A new lower bound for the multicolor Ramsey number $r_k(K_{2, t + 1})$

TL;DR

This paper introduces a new family of $K_{2, t+1}$-free graphs and uses them to establish improved lower bounds for the multicolor Ramsey number $r_k(K_{2, t+1})$ when $k$ and $t$ are powers of the same prime.

Contribution

It provides a novel construction of $K_{2, t+1}$-free graphs and derives tighter lower bounds for the multicolor Ramsey number in specific cases.

Findings

Established a new infinite family of $K_{2, t+1}$-free graphs.

Derived lower bounds $tk^2 + 1$ for $r_k(K_{2, t+1})$ when $k$ and $t$ are prime powers.

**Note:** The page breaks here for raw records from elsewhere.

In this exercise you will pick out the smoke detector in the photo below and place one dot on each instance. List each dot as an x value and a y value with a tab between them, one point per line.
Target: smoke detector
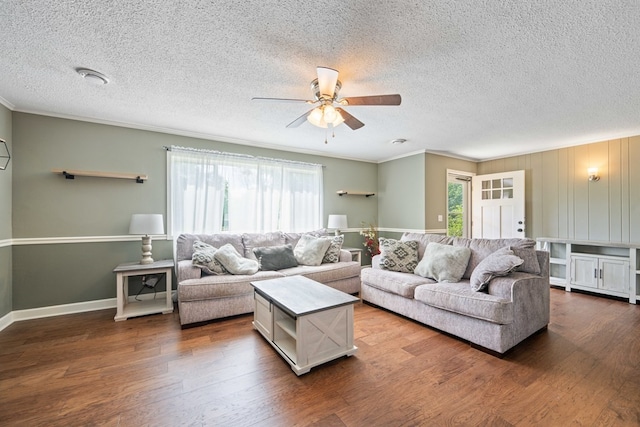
93	76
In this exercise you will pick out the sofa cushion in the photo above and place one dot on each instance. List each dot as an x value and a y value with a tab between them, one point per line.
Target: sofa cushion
292	238
310	250
275	257
333	252
402	284
184	243
204	258
424	239
500	263
443	263
235	263
460	298
212	287
482	248
325	273
397	255
260	240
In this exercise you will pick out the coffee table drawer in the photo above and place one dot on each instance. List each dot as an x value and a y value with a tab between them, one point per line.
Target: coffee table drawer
263	316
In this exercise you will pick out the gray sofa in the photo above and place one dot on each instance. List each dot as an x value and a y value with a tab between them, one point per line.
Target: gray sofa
512	308
203	297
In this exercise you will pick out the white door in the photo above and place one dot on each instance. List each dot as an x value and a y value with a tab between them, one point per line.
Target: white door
497	205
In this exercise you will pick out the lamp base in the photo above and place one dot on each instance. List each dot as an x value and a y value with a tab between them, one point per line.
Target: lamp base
146	251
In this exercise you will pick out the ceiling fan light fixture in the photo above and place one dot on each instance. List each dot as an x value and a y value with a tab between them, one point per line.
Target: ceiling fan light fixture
324	115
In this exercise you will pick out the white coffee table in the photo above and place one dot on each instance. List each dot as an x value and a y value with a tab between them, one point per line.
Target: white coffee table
307	322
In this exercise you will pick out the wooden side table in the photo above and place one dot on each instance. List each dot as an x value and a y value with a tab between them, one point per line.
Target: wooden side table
126	308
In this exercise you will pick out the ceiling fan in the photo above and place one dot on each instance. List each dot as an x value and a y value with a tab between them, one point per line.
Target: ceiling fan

Compared new bounds with existing upper bounds to improve understanding of $r_k(K_{2, t+1})$.

Abstract

In this short note, we provide a new infinite family of $K_{2, t+1}$-free graphs for each prime power $t$. Using these graphs, we show that it is possible to partition the edges of $K_n$ into parts, such that each part is isomorphic to our $K_{2, t+1}$-free graph. This yields an improved lower bound to the multicolor Ramsey number $r_k(K_{2, t+1})$ when $k$ and $t$ are powers of the same prime. For these values of $k$ and $t$, our coloring implies that $$ tk^2 + 1 \leq r_k(K_{2, t+1}) \leq tk^2 + k + 2. $$ where the upper bound is due to Chung and Graham.